Chattycat78 · 30/06/2017 12:49

Toddler ds (2.5) had a serious fall just over a week ago whilst abroad. He jumped onto a tiny wall, wouldn't come off when told to, and when I went to grab him, he fell backwards. Unfortunately the other side of the wall was a 10 foot drop! There were no signs/fences or anything. He fractured his skull and we spent 4 days in Spanish hospital, including 1 scary day in intensive care.

We re now home, and he seems to be on the mend, which obvs is the main thing. However, I'm in bits. I cannot process it all, and I have no time to either, because I'm looking after the kids (him and a 1 year old).

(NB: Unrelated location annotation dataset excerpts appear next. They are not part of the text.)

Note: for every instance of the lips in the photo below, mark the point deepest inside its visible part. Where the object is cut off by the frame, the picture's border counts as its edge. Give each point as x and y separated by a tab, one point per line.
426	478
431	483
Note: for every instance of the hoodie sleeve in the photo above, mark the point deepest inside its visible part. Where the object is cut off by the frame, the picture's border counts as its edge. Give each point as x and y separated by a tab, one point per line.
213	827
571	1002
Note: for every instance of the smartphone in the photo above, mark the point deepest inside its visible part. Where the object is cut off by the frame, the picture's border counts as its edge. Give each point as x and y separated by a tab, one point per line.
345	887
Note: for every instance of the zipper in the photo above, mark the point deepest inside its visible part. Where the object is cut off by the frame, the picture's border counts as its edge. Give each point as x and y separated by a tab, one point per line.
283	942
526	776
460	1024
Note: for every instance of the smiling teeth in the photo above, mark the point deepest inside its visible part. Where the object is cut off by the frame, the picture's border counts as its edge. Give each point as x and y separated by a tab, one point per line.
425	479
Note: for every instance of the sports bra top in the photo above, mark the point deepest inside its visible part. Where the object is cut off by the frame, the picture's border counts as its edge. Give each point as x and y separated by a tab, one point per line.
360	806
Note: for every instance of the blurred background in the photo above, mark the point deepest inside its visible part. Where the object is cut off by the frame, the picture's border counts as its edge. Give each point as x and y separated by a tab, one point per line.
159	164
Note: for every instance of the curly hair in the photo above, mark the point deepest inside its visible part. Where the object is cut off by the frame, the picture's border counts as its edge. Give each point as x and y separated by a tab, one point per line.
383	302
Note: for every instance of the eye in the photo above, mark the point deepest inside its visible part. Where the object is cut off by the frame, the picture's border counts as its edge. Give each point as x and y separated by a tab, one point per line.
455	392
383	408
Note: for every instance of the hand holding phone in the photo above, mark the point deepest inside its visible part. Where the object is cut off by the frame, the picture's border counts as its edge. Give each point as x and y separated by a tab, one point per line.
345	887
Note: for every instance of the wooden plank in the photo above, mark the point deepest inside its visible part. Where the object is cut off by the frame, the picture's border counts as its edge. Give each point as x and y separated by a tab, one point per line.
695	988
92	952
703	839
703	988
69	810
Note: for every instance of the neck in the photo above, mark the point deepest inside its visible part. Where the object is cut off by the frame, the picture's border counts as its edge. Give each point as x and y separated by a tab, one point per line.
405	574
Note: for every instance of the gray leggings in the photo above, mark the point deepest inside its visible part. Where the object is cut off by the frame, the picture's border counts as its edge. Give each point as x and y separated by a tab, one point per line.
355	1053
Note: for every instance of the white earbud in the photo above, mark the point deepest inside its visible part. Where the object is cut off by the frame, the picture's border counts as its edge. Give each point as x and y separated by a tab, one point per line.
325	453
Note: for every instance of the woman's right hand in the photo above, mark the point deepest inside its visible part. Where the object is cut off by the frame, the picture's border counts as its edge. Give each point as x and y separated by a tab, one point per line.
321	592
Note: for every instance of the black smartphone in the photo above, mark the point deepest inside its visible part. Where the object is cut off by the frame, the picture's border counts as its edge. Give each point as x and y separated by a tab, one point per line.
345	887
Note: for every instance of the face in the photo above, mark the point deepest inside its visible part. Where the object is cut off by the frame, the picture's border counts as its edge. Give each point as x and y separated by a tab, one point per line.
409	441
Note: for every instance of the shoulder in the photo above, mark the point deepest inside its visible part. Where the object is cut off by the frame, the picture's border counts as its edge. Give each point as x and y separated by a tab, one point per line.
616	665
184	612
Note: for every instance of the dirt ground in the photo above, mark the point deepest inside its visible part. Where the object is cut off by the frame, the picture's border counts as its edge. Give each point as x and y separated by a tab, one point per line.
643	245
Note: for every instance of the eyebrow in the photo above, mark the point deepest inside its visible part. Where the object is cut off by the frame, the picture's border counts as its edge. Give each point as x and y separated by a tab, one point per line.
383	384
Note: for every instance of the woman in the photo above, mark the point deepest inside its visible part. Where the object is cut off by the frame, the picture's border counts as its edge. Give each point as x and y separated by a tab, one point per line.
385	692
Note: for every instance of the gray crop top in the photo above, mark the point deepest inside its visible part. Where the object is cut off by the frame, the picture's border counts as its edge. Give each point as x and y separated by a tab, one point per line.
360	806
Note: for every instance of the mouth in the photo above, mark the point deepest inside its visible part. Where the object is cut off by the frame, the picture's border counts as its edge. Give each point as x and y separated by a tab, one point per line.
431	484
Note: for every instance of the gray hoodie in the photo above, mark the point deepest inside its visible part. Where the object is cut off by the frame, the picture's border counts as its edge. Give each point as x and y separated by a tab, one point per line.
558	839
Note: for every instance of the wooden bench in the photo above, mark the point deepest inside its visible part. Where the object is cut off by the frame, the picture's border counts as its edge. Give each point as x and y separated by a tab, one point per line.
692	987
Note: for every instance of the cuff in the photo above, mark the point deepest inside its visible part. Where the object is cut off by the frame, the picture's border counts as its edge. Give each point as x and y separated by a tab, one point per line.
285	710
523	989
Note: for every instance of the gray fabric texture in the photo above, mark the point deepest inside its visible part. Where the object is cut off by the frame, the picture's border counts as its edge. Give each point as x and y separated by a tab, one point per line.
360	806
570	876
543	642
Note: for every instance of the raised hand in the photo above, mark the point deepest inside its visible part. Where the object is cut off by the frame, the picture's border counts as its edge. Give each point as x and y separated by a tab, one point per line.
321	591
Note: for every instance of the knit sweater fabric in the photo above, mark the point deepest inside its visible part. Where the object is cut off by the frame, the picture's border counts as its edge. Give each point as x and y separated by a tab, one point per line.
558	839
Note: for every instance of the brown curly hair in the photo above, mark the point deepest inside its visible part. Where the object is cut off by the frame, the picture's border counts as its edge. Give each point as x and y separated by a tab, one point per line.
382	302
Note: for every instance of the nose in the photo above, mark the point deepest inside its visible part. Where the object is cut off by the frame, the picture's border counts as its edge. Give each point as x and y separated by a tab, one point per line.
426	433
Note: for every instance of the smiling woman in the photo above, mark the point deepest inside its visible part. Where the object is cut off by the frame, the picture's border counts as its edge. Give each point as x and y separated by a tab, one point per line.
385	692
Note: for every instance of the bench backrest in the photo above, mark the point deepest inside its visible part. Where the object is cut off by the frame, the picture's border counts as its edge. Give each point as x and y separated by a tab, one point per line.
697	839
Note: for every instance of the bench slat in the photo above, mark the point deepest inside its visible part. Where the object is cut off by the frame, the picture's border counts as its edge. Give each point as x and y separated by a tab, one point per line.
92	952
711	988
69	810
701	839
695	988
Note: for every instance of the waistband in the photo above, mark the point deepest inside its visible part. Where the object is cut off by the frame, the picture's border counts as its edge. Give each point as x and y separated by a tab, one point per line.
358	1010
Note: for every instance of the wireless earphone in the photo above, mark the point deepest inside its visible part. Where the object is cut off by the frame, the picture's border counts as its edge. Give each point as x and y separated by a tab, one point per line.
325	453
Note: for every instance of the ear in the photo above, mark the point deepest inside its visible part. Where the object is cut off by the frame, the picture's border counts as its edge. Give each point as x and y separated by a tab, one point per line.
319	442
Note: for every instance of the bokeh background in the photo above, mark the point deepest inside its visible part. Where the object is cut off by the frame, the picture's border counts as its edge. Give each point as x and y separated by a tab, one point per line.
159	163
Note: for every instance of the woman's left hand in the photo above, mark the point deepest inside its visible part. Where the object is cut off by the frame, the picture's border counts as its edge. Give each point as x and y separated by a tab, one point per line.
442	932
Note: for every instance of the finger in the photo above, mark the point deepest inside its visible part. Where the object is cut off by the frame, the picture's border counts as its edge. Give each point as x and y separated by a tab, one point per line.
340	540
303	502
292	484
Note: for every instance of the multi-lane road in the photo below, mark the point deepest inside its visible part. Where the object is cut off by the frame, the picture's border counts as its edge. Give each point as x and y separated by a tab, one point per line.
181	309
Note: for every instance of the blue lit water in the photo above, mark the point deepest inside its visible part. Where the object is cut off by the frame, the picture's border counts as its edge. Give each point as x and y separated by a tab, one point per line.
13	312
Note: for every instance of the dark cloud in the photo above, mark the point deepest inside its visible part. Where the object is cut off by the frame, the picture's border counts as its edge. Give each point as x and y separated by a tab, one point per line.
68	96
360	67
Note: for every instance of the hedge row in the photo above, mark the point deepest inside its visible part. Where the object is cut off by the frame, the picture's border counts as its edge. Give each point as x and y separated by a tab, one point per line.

My guilt is weighing me down and I don't know what to do with it- mainly because I was nearest to him and I Couldn't get him off. I didn't realise tbh that the wall was so dangerous and I believe that my reactions would have been slightly different had I realised- so I basically totally fxxced up.

I feel like an unfit mother and I don't think I'll ever forgive myself. Ds is also v difficult at the best of times, but somehow we have to stop him bashing his head for 3 months (!) so I'm literally following him around the house on tenterhooks which is next to impossible, he also doesn't really like me and just asks for daddy all day, which is just adding to my "I'm a crap mother" feelings.

I'm not totally sure what I'm asking tbh- I just need to get it all out as I'm really struggling with dealing with what's happened as well as the day to day.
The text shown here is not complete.